Ils se trompaient. Ici plus encore que là-bas on perd le bel entrain au travail. L’analogie n’existe peut-être que par les côtés les moins séduisants :

Sainte-Pélagie c’est la maison potinière de Pot-bouille !

Je ne détaillerai pas le terre à terre d’une existence banale où parfois, pour ne pas causer, on joue au rams tout un jour… les heures du parloir avec un gardien dans le coin de la salle, et, le soir, quand neuf heures sonnent, l’arrivée du porte-clefs qui fait grincer le verrou monumental de nos chambres.

Et que dire des lettres soumises au visa et du paraphe directorial, sanguine en zigzag dont les journaux sont honorés après examen — le Temps lui-même !

En cachette quelques paroles échangées avec les détenus de droit commun, les « auxiliaires » qui balaient nos escaliers.

J’apprends de laides histoires et comment les gardiens, plutôt polis avec nous, sont de l’autre côté cruels.

Tous les jours des vingtaines d’hommes au pain sec ; l’hiver, il n’y a pas de calorifère et les cachots humides sévissent.

On en sort perclus, rhumatisant, poitrinaire.

Dans les ateliers c’est un trafic éhonté : depuis cinq heures et demie du matin jusqu’à sept heures et demie du soir, pas d’arrêt ! si ce n’est une heure comprenant les deux repas, les bouillons maigres.
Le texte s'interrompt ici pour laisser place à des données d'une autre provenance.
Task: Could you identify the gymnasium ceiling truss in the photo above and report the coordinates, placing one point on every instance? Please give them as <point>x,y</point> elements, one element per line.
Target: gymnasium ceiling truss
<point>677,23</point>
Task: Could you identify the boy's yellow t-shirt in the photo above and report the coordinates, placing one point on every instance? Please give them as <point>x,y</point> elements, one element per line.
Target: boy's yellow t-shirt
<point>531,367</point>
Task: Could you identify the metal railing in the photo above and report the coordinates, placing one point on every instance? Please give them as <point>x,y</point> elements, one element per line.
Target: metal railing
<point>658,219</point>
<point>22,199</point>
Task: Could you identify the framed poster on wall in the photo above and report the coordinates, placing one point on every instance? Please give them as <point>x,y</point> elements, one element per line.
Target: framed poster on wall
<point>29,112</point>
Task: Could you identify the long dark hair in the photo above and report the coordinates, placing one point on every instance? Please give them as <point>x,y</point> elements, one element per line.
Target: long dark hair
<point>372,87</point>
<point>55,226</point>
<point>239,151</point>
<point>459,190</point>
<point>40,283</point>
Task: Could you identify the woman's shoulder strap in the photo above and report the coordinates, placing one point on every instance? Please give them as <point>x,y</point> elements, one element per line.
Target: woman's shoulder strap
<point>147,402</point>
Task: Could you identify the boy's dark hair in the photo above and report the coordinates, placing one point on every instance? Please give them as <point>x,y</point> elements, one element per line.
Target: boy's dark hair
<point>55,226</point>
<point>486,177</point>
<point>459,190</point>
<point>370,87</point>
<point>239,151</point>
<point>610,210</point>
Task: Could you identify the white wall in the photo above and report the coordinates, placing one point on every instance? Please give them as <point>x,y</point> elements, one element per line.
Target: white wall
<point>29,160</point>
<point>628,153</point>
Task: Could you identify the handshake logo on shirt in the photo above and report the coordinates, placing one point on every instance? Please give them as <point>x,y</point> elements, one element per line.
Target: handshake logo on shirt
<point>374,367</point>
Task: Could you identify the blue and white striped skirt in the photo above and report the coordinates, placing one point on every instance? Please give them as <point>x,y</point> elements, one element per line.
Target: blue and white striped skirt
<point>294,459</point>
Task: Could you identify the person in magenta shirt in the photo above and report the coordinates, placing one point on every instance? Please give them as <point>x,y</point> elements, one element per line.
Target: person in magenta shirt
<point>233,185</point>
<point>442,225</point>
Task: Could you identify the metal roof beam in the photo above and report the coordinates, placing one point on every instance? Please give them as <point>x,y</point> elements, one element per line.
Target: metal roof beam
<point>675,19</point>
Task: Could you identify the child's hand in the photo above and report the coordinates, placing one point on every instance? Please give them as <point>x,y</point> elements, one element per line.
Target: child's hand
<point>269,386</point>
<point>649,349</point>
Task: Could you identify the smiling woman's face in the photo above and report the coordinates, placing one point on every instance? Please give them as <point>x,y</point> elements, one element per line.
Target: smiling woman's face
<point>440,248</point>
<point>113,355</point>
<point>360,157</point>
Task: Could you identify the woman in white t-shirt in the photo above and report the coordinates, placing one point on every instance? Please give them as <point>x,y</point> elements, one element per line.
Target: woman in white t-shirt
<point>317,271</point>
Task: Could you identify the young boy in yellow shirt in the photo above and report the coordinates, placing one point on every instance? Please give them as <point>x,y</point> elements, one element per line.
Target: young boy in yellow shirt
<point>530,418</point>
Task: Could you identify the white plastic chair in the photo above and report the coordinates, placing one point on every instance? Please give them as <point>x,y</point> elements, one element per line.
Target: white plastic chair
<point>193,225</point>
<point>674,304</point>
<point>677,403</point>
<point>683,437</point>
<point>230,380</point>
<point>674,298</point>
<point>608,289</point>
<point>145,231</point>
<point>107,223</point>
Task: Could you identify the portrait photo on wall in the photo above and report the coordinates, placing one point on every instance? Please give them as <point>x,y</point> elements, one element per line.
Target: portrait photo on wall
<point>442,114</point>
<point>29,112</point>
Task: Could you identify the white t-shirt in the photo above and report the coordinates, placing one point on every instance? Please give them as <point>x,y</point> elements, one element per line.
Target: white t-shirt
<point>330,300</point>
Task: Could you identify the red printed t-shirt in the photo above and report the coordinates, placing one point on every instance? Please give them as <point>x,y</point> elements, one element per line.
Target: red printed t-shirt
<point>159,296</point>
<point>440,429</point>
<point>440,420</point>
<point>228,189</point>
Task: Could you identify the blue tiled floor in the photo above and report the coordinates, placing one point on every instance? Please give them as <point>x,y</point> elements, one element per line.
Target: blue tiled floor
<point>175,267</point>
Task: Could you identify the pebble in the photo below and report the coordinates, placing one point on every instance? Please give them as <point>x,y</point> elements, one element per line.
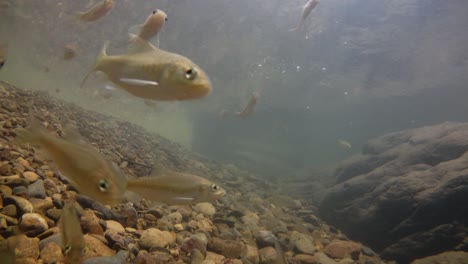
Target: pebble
<point>37,189</point>
<point>322,258</point>
<point>153,237</point>
<point>115,226</point>
<point>306,259</point>
<point>51,253</point>
<point>26,247</point>
<point>339,249</point>
<point>13,181</point>
<point>119,258</point>
<point>267,255</point>
<point>90,223</point>
<point>30,176</point>
<point>302,243</point>
<point>54,213</point>
<point>265,238</point>
<point>21,191</point>
<point>251,253</point>
<point>96,248</point>
<point>144,257</point>
<point>23,205</point>
<point>228,248</point>
<point>175,217</point>
<point>33,224</point>
<point>9,210</point>
<point>207,209</point>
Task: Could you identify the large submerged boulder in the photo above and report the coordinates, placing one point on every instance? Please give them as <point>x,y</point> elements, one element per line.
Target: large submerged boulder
<point>406,195</point>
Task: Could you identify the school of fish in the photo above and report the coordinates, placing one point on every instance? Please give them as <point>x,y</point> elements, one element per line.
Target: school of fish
<point>147,72</point>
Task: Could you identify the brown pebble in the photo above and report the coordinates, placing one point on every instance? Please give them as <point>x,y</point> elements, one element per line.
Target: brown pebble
<point>26,247</point>
<point>33,224</point>
<point>90,223</point>
<point>339,249</point>
<point>51,253</point>
<point>30,176</point>
<point>9,210</point>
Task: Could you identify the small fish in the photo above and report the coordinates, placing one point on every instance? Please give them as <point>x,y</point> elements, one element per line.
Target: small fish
<point>223,114</point>
<point>137,82</point>
<point>175,188</point>
<point>73,243</point>
<point>151,73</point>
<point>250,107</point>
<point>280,259</point>
<point>152,26</point>
<point>344,144</point>
<point>306,9</point>
<point>70,51</point>
<point>81,164</point>
<point>99,10</point>
<point>3,53</point>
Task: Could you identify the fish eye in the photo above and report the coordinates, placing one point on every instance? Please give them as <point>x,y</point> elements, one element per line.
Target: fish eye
<point>103,186</point>
<point>190,74</point>
<point>67,249</point>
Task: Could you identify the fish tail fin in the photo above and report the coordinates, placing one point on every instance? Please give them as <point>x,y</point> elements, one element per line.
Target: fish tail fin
<point>79,15</point>
<point>29,135</point>
<point>157,40</point>
<point>102,54</point>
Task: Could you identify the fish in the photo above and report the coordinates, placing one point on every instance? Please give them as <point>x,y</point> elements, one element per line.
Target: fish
<point>3,53</point>
<point>70,51</point>
<point>175,188</point>
<point>306,9</point>
<point>344,144</point>
<point>73,243</point>
<point>280,259</point>
<point>250,107</point>
<point>223,114</point>
<point>152,26</point>
<point>86,169</point>
<point>152,73</point>
<point>97,11</point>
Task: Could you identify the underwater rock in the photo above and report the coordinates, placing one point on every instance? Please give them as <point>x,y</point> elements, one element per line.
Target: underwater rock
<point>452,257</point>
<point>153,237</point>
<point>33,224</point>
<point>340,249</point>
<point>51,253</point>
<point>404,191</point>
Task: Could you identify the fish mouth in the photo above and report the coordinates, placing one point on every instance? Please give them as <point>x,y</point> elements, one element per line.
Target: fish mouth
<point>220,193</point>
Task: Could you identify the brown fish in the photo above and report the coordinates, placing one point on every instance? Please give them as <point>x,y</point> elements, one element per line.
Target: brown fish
<point>152,26</point>
<point>70,51</point>
<point>97,11</point>
<point>306,9</point>
<point>73,243</point>
<point>85,168</point>
<point>250,107</point>
<point>152,73</point>
<point>175,188</point>
<point>3,53</point>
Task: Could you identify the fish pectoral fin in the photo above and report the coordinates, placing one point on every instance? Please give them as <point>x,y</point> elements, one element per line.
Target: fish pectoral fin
<point>134,29</point>
<point>139,45</point>
<point>138,82</point>
<point>184,198</point>
<point>72,134</point>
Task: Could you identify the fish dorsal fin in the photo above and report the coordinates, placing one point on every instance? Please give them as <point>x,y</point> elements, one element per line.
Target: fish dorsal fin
<point>72,134</point>
<point>159,169</point>
<point>139,45</point>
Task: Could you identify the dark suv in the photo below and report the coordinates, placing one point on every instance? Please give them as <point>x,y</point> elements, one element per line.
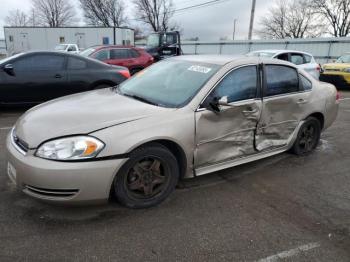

Et que gagnent-ils, les plus habiles ?

Soixante centimes — dont trente pour l’administration.

Beaucoup d’autres n’arrivent qu’à deux ou trois sous.

Il est vrai que les bourses par exemple — on leur apprend à faire des porte-monnaies ! — ces bourses d’acier qui coûtent couramment 1 franc 45 sont payées au détenu douze centimes !

Et les dettiers !

Car si Clichy n’existe plus, c’est pire. La moindre amende entraîne la contrainte par corps, de sorte que des gens qui n’ont pas même été condamnés à la prison sont livrés au régime des maisons centrales.

Ce sont les dettiers dont à certaines heures on entend les pas, sabots de bois résonnant en cadence sur le pavé de la cour. On appelle ça « le cervelas ». Ils marchent en file, au commandement : gauche, droite, gauche !

Telle est la moderne façon d’expier le crime de pauvreté…

Comment s’étendre sur les petites vexations que nous subissons nous-même dans cette prison qui n’est en somme pour nous qu’une sorte d’hôtellerie mal tenue par un patron grincheux, alors que des annexes monte la plainte étouffée, douloureuse.

C’est cette plainte qu’il faut faire entendre.

Il faut qu’on voie la moralité du régime à l’évidence des faits. Un détenu (S., no 986) vient de faire un an de prison.

En un an il a eu quatre jours de cachot pour avoir causé à l’atelier.

Un mois avant sa libération, il demande au directeur l’autorisation de laisser pousser sa barbe pour ne pas porter en sortant la glabre dénonciation de son séjour en prison.

Refus parce qu’il a été puni.

Ces refus sont journaliers.

Des hommes sont ainsi matériellement empêchés de revenir au travail. Ils s’en vont comme avec la marque. Ils n’osent pas se présenter ou sont mal reçus. Et alors ?…

Un autre détenu ayant eu un jour de pain sec en six mois (première condamnation) n’est pas autorisé lui non plus. On méditera la réponse que lui fit le Ramollot de la prison :

— Une autre fois, quand vous reviendrez, vous tâcherez d’avoir une meilleure conduite.

Triste époque où plus rien n’émeut, où la masse est inerte, où les écrivains n’osent pas.

L’acceptation résignée ternit Paris.

De la « Grande Sibérie », la dernière cellule en haut d’où la vue s’étend sur la ville, je songe, la tête contre les barreaux, et les maisons dans le demi-deuil de leurs façades grises sont mornes. L’avachissement qui remplace l’indiscipline superbe d’un peuple me fait voir comme une cité en léthargie :

Qui sonnera le réveil ?

Paris semble une nécropole. Ou, plus implacablement, une géôle. Et dans le mirage lucide d’un regard, à l’horizon, toutes les fenêtres ont les barreaux de ma fenêtre…

Et là-bas, par dessus l’hôpital de la Pitié, au delà de Mazas, à droite et en arrière de la Colonne de Juillet où le génie de la Liberté semble éternellement enchaîné à l’énorme boulet — dans le lointain, une colline de verdure sombre : le Père Lachaise.

Le monument du fusilleur Thiers jette une note crue comme un appel près de la concession de Casimir Périer.

Puis, c’est au sommet de la butte la cheminée du four crématoire. Ce matin, sous le vent qui fait rage, voici que tournoie une fumée légère. À cette heure, c’est notre codétenu Lécuyer dont le corps brûle.